One thing that is clear from the CreditNew discussion is that established projects are unlikely to change their credit granting systems in a hurry. Changing an established program for cross project "fairness" isn't a high priority and although it would be convenient for Gridcoin if granted BOINC credit were consistent between projects it doesn't look like there will be a standard for granting of BOINC credit anytime soon.
I have wondered if it would be feasible for the Gridcoin network to replicate the CreditNew function based on the BOINC statistics that are already collected for mining reward calculations, let me know if this has already been discussed previously.
Wait, so how many projects implement CreditNew? Given its complexity, I guess it makes sense that its adoption wouldn't be widespread.
Worthwhile thought. I remember some discussions from a couple months ago proposing various new ways to calculate magnitude (e.g. using network-averaged conversion factors to normalize across device types), but I don't think these explicitly mentioned CreditNew.
I have only done some very casual research into the topic, I guess a search on open source code repositories would show if a project were using the suggested code as it appears on the CreditNew wiki page.
I only mention CreditNew because it is a method for credit normalization that has already been published. Calculation of the conversion factors could be adapted based on other statistics the network has recorded, I am just interested to know if the CreditNew code would be a feasible code base for development of a gridcoin credit normalization algorithm.
https://steemit.com/gridcoin/@ilikechocolate/researching-a-flop-and-energy-based-incentive-compatible-model-for-gridcoin-reward-mechanism-pseudocode-included
Uncomplicated article. I learned a lot of interesting and cognitive. I'm screwed up with you, I'll be glad to reciprocal subscription))
You have very interesting thoughts there @ivanviso I would disagree with some of them. Yes, I would love to get the higher credit per work unit as possible, but my hardware is not the newest in the market or a couple of generations off. I understand for those people that have the best hardware they are suffering now because they do not get the all of their credits when they are crunching projects that use the third method you mention. But, if projects change their methods of credits assigned to the one you suggest what would happen to the people that use hardware that is not up to date. They would have to spend funds on hardware that they do not have or continue falling behind. I think the methods to assign credits should be left the way they are because they help everyone. And, I would like to remind you that this is a volunteer computing network, so when people volunteer computer cycles to the network is what they have in regards to hardware because they want to help scientific research.
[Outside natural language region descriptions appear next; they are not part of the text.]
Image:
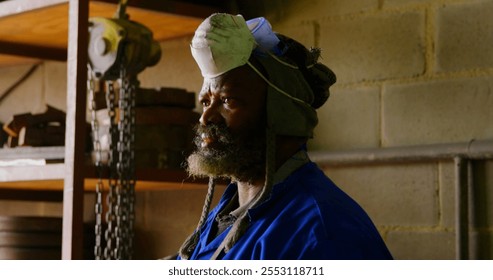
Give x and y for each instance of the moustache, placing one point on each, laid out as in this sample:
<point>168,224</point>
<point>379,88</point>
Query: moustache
<point>212,134</point>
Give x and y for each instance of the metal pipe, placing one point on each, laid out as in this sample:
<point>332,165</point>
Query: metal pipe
<point>470,150</point>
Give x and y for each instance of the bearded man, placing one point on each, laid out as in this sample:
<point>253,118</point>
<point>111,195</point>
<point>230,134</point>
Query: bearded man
<point>259,97</point>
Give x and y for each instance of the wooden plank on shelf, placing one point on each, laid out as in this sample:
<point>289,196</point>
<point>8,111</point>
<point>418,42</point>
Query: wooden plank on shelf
<point>56,152</point>
<point>39,28</point>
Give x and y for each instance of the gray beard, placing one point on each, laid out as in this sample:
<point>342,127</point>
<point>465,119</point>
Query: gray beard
<point>237,158</point>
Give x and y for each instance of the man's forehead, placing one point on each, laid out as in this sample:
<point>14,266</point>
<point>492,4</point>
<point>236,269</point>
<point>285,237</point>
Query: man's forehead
<point>236,79</point>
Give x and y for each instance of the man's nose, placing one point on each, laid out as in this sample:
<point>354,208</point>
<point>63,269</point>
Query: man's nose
<point>210,114</point>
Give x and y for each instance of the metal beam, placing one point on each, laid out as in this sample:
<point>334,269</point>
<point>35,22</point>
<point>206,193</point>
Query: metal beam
<point>468,150</point>
<point>73,189</point>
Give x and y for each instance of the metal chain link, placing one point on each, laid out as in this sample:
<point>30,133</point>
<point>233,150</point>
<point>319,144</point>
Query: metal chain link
<point>121,193</point>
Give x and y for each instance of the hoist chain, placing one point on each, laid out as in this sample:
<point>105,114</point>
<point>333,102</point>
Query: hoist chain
<point>98,209</point>
<point>121,192</point>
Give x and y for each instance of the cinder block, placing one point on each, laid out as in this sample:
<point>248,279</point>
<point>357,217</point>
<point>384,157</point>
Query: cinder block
<point>393,195</point>
<point>293,11</point>
<point>27,97</point>
<point>303,33</point>
<point>438,112</point>
<point>350,119</point>
<point>447,194</point>
<point>482,195</point>
<point>369,48</point>
<point>421,245</point>
<point>177,68</point>
<point>464,36</point>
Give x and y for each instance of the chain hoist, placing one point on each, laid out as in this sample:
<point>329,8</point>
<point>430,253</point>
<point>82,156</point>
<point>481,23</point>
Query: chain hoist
<point>118,50</point>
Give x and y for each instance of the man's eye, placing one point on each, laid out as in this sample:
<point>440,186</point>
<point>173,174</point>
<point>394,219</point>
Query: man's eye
<point>228,101</point>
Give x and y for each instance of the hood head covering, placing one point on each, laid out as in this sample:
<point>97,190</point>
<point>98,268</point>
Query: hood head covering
<point>297,85</point>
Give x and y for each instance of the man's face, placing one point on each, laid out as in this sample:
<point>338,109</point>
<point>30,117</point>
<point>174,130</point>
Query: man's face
<point>230,138</point>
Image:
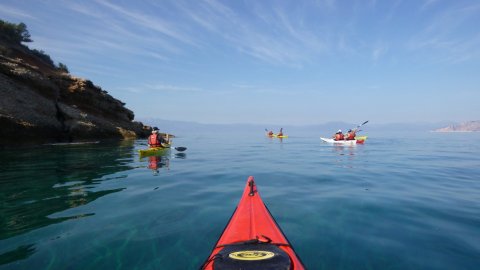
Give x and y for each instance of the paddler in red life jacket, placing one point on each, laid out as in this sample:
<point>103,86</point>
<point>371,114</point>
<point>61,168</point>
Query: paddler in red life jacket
<point>156,140</point>
<point>350,135</point>
<point>339,136</point>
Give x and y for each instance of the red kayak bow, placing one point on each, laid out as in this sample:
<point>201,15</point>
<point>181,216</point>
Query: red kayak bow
<point>252,239</point>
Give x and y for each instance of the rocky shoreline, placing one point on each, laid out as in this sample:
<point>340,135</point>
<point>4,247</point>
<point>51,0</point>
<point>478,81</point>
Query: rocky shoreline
<point>470,126</point>
<point>41,103</point>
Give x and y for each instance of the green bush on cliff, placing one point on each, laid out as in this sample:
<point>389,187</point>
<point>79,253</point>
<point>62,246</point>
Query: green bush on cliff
<point>14,32</point>
<point>42,55</point>
<point>63,67</point>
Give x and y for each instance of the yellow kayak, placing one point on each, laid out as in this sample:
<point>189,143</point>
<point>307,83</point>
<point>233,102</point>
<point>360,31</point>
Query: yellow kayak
<point>153,151</point>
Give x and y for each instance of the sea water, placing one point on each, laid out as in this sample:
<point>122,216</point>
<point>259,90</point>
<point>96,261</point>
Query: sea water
<point>408,201</point>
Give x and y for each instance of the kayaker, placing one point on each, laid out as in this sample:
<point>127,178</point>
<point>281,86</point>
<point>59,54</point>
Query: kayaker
<point>280,133</point>
<point>155,139</point>
<point>339,136</point>
<point>350,135</point>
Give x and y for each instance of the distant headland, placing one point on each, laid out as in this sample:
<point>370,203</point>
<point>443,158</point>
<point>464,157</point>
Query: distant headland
<point>470,126</point>
<point>41,102</point>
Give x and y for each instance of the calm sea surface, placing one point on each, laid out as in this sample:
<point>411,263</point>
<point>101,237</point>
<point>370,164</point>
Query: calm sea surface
<point>398,202</point>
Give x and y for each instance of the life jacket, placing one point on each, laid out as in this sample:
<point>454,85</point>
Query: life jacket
<point>351,136</point>
<point>154,141</point>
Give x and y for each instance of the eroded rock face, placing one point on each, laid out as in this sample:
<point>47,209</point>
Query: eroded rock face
<point>39,103</point>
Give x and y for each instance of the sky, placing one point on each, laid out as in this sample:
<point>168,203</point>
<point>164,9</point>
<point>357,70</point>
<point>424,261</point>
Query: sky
<point>278,62</point>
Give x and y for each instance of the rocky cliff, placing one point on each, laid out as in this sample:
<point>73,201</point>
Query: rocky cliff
<point>40,102</point>
<point>470,126</point>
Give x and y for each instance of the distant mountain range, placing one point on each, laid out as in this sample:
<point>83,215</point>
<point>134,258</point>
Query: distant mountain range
<point>184,127</point>
<point>470,126</point>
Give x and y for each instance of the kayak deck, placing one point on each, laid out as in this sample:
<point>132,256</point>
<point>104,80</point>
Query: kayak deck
<point>358,140</point>
<point>252,238</point>
<point>276,136</point>
<point>153,151</point>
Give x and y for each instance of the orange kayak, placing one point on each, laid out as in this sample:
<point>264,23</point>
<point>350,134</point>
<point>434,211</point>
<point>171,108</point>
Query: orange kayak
<point>252,239</point>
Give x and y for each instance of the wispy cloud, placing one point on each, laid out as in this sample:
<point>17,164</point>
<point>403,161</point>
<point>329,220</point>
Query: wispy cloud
<point>13,12</point>
<point>446,34</point>
<point>166,87</point>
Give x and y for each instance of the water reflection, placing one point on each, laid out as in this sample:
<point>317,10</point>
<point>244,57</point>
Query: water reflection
<point>38,183</point>
<point>161,160</point>
<point>157,162</point>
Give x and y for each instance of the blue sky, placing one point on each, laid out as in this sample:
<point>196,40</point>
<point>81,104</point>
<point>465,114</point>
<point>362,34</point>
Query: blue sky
<point>276,62</point>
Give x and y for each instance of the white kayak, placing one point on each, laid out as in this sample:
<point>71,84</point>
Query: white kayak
<point>345,142</point>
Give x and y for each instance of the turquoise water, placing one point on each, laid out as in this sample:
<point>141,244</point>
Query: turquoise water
<point>402,202</point>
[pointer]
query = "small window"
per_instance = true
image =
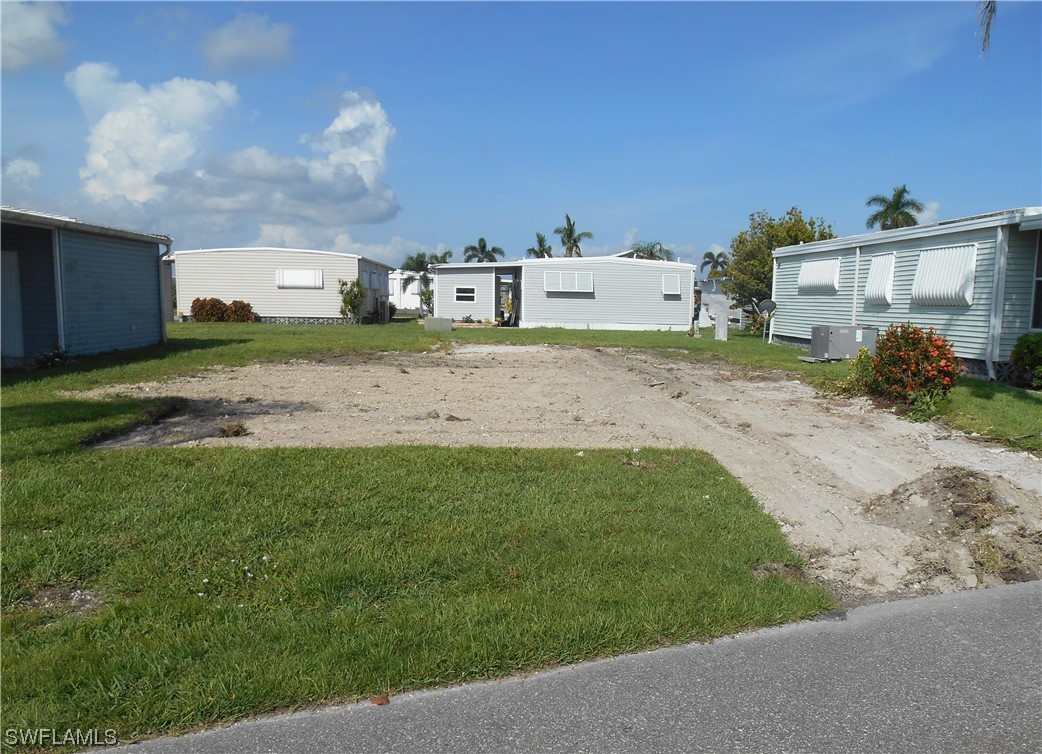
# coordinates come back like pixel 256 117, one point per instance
pixel 945 276
pixel 879 287
pixel 568 282
pixel 298 278
pixel 819 276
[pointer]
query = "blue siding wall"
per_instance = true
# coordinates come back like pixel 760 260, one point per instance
pixel 112 293
pixel 35 260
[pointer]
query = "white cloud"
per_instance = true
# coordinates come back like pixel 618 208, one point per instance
pixel 28 34
pixel 20 176
pixel 143 133
pixel 931 214
pixel 250 42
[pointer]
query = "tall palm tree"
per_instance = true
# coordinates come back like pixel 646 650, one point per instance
pixel 716 262
pixel 894 211
pixel 986 14
pixel 542 250
pixel 420 264
pixel 570 239
pixel 481 252
pixel 651 250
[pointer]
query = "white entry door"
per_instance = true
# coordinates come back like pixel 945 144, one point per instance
pixel 11 343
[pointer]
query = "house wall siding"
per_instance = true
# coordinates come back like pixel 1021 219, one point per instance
pixel 249 275
pixel 625 293
pixel 482 279
pixel 35 262
pixel 110 293
pixel 967 327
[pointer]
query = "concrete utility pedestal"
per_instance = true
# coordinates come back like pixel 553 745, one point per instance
pixel 438 324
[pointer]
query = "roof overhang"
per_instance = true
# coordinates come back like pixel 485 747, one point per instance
pixel 43 220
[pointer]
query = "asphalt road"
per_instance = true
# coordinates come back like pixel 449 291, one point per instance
pixel 954 673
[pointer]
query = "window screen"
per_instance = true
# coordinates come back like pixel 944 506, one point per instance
pixel 819 276
pixel 879 287
pixel 945 276
pixel 568 281
pixel 298 278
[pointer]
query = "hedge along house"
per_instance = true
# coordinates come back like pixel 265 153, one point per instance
pixel 77 287
pixel 604 293
pixel 977 281
pixel 282 285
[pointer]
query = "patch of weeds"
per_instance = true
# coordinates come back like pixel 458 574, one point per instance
pixel 972 501
pixel 232 429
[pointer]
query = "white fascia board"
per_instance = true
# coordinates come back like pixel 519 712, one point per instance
pixel 1011 217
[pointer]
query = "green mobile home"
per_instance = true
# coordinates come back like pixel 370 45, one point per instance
pixel 976 280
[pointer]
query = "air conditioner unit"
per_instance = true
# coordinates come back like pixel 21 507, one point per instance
pixel 837 342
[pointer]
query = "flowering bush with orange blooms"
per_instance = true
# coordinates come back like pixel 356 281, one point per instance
pixel 912 362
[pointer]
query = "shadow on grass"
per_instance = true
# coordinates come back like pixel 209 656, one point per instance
pixel 80 365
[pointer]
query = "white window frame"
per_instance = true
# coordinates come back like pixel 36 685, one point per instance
pixel 819 276
pixel 567 281
pixel 298 279
pixel 944 276
pixel 879 285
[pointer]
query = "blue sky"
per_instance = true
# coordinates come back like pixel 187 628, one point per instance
pixel 390 128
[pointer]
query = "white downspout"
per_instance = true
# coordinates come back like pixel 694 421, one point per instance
pixel 857 286
pixel 774 283
pixel 997 294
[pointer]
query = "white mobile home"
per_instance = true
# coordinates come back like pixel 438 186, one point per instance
pixel 977 281
pixel 405 288
pixel 594 293
pixel 282 285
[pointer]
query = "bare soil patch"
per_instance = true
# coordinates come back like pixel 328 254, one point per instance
pixel 881 507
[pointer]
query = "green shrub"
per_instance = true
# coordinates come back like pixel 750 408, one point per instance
pixel 914 365
pixel 208 310
pixel 240 311
pixel 1026 356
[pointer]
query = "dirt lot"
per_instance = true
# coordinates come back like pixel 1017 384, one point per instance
pixel 881 507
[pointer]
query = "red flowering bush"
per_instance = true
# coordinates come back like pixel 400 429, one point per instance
pixel 240 311
pixel 912 365
pixel 208 310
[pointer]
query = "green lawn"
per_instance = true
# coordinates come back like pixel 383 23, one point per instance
pixel 237 581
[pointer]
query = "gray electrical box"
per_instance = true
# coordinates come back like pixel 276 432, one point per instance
pixel 838 342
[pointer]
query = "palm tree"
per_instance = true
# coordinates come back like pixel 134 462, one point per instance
pixel 716 262
pixel 895 211
pixel 481 252
pixel 570 239
pixel 986 14
pixel 651 250
pixel 420 264
pixel 542 250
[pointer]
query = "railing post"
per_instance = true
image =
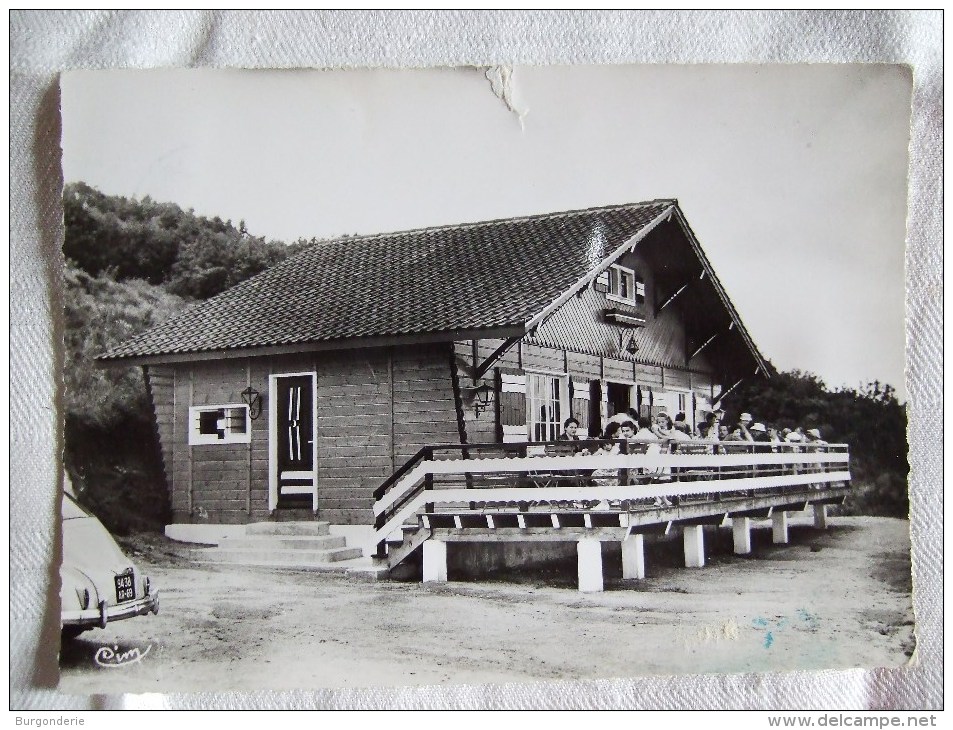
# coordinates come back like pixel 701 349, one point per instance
pixel 428 479
pixel 624 473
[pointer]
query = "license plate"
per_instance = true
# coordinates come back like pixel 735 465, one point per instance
pixel 125 589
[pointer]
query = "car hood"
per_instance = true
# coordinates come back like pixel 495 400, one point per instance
pixel 90 549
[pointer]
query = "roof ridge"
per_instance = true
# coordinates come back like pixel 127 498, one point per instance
pixel 498 221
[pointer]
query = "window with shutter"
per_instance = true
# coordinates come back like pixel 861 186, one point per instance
pixel 224 424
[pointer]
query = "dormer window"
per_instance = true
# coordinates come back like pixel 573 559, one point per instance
pixel 625 286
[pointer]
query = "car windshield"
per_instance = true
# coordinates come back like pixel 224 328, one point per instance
pixel 71 509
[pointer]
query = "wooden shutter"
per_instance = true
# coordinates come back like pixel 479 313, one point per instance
pixel 511 397
pixel 579 403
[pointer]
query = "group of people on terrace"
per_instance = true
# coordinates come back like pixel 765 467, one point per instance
pixel 662 434
pixel 629 425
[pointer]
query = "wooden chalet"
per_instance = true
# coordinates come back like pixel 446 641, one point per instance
pixel 311 390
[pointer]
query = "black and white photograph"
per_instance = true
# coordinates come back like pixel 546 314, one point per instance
pixel 478 376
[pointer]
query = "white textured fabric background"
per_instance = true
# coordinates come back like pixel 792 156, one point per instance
pixel 43 43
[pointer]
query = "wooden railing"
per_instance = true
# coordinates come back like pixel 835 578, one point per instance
pixel 555 472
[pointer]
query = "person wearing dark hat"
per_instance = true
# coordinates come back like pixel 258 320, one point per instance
pixel 744 425
pixel 814 437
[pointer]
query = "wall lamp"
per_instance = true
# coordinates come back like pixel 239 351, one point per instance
pixel 481 397
pixel 252 398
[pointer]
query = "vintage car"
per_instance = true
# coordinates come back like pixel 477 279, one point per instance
pixel 99 583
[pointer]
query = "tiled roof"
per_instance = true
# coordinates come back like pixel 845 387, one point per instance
pixel 470 276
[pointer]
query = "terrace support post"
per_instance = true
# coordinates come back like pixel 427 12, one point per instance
pixel 741 530
pixel 435 561
pixel 633 557
pixel 590 565
pixel 779 522
pixel 693 537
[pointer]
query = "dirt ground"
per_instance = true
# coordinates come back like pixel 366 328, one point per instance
pixel 833 599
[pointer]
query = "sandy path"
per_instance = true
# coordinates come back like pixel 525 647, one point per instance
pixel 827 600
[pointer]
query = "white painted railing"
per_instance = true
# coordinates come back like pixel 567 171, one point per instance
pixel 760 466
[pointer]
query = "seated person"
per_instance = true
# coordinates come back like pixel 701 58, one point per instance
pixel 665 429
pixel 645 432
pixel 682 425
pixel 608 477
pixel 571 433
pixel 623 416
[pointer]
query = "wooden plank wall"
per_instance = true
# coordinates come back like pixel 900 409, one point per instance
pixel 376 408
pixel 161 380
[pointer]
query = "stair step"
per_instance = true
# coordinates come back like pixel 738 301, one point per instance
pixel 286 542
pixel 313 529
pixel 251 556
pixel 318 567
But, for those people that have the high-end hardware, some projects utilize that high-end hardware to their fullest. So, for those people, they should choose those projects and leave the rest to people that do not have high-end hardware. And, everyone will have projects for their hardware to crunch.
If I misunderstood your point, I apologize, but I think that is why we have diverse ways of getting credits because not everyone will have the latest hardware or the same hardware.
It's unfair to everyone in this case . If I have a cpu half the powerful than the other one, complete one work unit in the same time, I will still get the reward proportional to that cpu , and also force the other one to get it.
True, I agree with you. But, my point, that the person has the choice to go to a project that has a more balance system. I would have like to see how many projects use which system to reward credits. And, then compare what cpu's and gpu's are running those projects. I believe that diversity is always good.
How does the CreditNew function factor in this discussion?
As I understand, a project that implements this credit granting method will be gathering statistics on each type of hardware (or even each host) and normalizing credit based on an constantly evolving benchmark.